Corriere della Sera, 17 settembre 2022
Carceri, la pena di morte autoinflitta
Il destino di chi marcisce in carcere, si sa, interessa solo ai soliti pochi. Quindi solo ai soliti pochi interesserà sapere che Roberto Vitale, un detenuto di ventinove anni condannato per rapina, è morto ieri in un ospedale di Palermo senza avere mai ripreso conoscenza, dopo che nei giorni scorsi aveva tentato di togliersi la vita appendendosi con un lenzuolo alle sbarre della sua cella. Roberto Vitale aveva un padre ex poliziotto che, nelle ore in cui il figlio entrava in coma, ha scritto una lettera dilaniata e dilaniante all’associazione Antigone. Racconta di come Roberto fosse distrutto per la mancanza di sostegno medico e per il caldo torrido, a cui non avevano potuto ovviare le scarse bottigliette d’acqua che era riuscito a procurarsi con il denaro passatogli dalla famiglia, pagandole a peso d’oro. E di come fossero stati gli altri detenuti, anziché le guardie, a soccorrerlo al momento del tentato suicidio.

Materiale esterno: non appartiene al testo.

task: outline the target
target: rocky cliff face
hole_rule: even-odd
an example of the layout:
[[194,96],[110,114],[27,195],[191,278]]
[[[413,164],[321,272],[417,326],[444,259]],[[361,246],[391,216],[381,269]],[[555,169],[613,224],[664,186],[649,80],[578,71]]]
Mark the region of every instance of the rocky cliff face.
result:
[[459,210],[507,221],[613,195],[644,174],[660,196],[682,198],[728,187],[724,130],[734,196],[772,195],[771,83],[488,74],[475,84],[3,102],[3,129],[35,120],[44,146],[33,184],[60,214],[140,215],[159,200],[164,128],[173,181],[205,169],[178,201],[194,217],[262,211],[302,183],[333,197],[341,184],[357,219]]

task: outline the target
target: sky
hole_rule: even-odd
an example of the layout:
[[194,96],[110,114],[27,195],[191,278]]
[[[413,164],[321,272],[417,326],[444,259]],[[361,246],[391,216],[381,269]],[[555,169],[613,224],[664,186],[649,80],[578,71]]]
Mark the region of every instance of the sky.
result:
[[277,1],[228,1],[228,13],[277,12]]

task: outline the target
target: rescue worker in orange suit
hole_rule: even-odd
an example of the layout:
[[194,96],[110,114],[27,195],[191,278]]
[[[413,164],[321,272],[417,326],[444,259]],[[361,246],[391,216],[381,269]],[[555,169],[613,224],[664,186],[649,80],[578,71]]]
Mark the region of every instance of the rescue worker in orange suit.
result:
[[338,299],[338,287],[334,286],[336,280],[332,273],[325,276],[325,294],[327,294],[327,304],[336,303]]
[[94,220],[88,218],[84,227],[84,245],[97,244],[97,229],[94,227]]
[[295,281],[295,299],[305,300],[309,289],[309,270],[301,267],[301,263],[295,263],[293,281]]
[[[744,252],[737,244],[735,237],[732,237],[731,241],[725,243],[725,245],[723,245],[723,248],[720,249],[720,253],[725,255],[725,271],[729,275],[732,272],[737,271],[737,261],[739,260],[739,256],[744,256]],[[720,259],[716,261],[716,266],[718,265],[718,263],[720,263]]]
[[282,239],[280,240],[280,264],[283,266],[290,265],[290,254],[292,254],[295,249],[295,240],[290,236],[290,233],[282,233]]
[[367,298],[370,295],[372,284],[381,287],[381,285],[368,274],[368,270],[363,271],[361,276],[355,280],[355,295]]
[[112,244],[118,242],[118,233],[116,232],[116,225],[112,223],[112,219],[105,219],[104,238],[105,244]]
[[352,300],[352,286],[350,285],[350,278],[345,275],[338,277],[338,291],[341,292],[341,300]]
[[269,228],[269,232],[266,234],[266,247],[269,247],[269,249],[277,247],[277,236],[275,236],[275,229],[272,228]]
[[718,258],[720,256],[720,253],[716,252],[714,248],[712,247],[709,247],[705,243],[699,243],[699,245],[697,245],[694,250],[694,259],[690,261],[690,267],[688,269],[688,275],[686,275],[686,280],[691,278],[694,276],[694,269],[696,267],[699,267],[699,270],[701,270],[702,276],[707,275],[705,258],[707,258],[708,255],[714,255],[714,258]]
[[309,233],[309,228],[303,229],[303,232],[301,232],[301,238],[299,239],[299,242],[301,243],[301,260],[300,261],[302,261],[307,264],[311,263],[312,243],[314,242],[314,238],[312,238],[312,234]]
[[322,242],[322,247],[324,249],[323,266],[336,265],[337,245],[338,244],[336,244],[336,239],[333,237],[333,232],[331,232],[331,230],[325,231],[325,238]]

Un padre disperato non si giudica, si ascolta e basta, ma chissà se adesso qualcun altro, oltre ai soliti pochi, comincerà a trovare sconvolgente che dall’inizio dell’anno, nelle carceri italiane, di persone come il figlio del signor Vitale ne siano già morte più di sessanta. Che, in barba all’articolo 27 della Costituzione, le pene non tendano alla rieducazione, ma alla rimozione del reo. E che la pena di morte non sia ammessa, ci mancherebbe, ma troppi vengano posti nelle condizioni di autoinfliggersela.